Single-cell CD4+ T-cell characterization in ccRCC identifies disparate intratumoral populations

CD4+ T cells can influence cancer pathogenesis in various ways, either directly through cytolytic mechanisms or indirectly by modulating the tumor immune microenvironment. Subclustering of CD4+ T cells revealed nine distinct clusters (Fig. 4a), with a similar pattern—as seen in CD8 T cells—of tissue distribution with predominantly peripheral-blood CD4+ T cells on the right leading to tissue-infiltrating CD4+ T cells on the left (Fig. 4b). The CD4_8 was composed solely of peripheral-blood cells from the healthy donor and was eliminated from the remaining analysis. Like the CD8+ T cells, we next examined the canonical and differential T-cell markers along the UMAP (Fig. 4c). The first pattern that emerged was a naive CCR7+ SELL+ TCF7+ being seen in CD4_1 and CD4_3 (Fig. 4c). Within the tumor-infiltrating CD4_4 cluster, we observed increased expression of the Th1 driver TBX21 (T-bet), activation marker LAG3 and NR4A2 and cytokine expression (Fig. 4c). Both CD4_5 and CD4_7 had expression of regulatory T (Tregs) cell markers (Fig. 4c), with higher levels of FOXP3, IL2RA (CD25), CTLA4, and TNFRSF18 (GITR) in the tumor-predominant CD4_5 (Fig. 4c).

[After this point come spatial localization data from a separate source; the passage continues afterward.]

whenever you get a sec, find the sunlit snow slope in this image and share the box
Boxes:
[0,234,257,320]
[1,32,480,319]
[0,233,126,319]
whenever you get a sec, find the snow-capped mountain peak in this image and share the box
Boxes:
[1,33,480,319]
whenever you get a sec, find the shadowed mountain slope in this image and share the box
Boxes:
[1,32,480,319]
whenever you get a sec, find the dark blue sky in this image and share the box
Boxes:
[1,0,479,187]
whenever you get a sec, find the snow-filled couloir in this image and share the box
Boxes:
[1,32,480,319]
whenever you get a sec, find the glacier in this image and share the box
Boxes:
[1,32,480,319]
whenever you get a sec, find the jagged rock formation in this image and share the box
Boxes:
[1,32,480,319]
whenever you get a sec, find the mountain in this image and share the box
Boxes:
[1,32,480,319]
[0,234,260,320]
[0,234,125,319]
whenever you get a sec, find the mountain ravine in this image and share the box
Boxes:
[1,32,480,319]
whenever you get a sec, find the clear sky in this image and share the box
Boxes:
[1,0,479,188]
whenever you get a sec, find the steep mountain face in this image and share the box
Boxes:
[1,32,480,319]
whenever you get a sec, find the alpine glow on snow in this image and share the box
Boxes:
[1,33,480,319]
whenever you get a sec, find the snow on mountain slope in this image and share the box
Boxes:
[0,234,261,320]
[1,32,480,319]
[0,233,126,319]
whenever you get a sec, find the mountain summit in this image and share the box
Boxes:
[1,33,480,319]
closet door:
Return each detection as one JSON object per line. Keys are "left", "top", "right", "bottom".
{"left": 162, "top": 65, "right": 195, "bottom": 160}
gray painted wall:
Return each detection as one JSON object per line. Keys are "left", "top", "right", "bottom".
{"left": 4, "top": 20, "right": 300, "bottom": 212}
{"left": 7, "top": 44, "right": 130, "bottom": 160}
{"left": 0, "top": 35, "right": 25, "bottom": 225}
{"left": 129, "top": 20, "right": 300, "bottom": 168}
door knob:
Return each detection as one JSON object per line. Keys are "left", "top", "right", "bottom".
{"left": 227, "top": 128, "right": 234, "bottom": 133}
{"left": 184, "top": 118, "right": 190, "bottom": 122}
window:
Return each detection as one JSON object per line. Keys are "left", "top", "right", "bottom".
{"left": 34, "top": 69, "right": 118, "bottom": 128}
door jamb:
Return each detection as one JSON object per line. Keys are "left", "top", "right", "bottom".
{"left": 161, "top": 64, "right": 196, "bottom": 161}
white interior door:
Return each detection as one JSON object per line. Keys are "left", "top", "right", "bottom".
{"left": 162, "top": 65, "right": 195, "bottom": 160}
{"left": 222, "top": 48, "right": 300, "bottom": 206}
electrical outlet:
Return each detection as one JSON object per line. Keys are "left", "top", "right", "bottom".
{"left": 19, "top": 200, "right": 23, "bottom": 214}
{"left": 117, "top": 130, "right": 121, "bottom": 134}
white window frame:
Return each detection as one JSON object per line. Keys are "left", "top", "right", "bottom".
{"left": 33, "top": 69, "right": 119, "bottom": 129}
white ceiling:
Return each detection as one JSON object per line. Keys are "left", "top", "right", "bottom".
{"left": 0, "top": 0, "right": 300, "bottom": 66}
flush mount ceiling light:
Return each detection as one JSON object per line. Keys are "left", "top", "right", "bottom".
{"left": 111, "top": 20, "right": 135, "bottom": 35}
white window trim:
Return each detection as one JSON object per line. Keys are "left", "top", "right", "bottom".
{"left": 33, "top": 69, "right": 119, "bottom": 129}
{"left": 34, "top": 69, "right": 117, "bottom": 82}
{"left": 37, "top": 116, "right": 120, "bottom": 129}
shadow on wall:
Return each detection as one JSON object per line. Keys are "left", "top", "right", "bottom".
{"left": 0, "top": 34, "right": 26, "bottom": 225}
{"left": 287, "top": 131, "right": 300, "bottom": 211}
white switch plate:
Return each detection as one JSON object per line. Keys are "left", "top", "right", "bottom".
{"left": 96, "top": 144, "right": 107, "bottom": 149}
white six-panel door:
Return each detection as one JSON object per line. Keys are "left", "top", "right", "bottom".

Fig. 4: Single-cell CD4+ T-cell characterization within ccRCC.

a UMAP subclustering of CD4+ T cells (original clusters 4, 6, 10, 13, 15, and 20). b UMAP distribution of single cells by tissue type with relative and absolute percent of cells by tissue in each cluster. c Percent of cells expressing selected markers for T-cell biology. d CD4+ UMAP of subclusters (upper panel) and clonotype frequency (lower panel) overlaid with slingshot-based36 cell trajectory starting from CD4_1 (root 1) and CD4_3 (root 2) with relative pseudotime for all curves calculated using slingshot. e Occupied repertoire space for CD4+ subclusters. f Top ten markers for TI-predominant CD4+ subclusters. Size of points are relative to percent of cells in the subcluster expressing the indicated mRNA species. g Z-transformed normalized enrichment scores from ssGSEA for selected gene sets by subcluster.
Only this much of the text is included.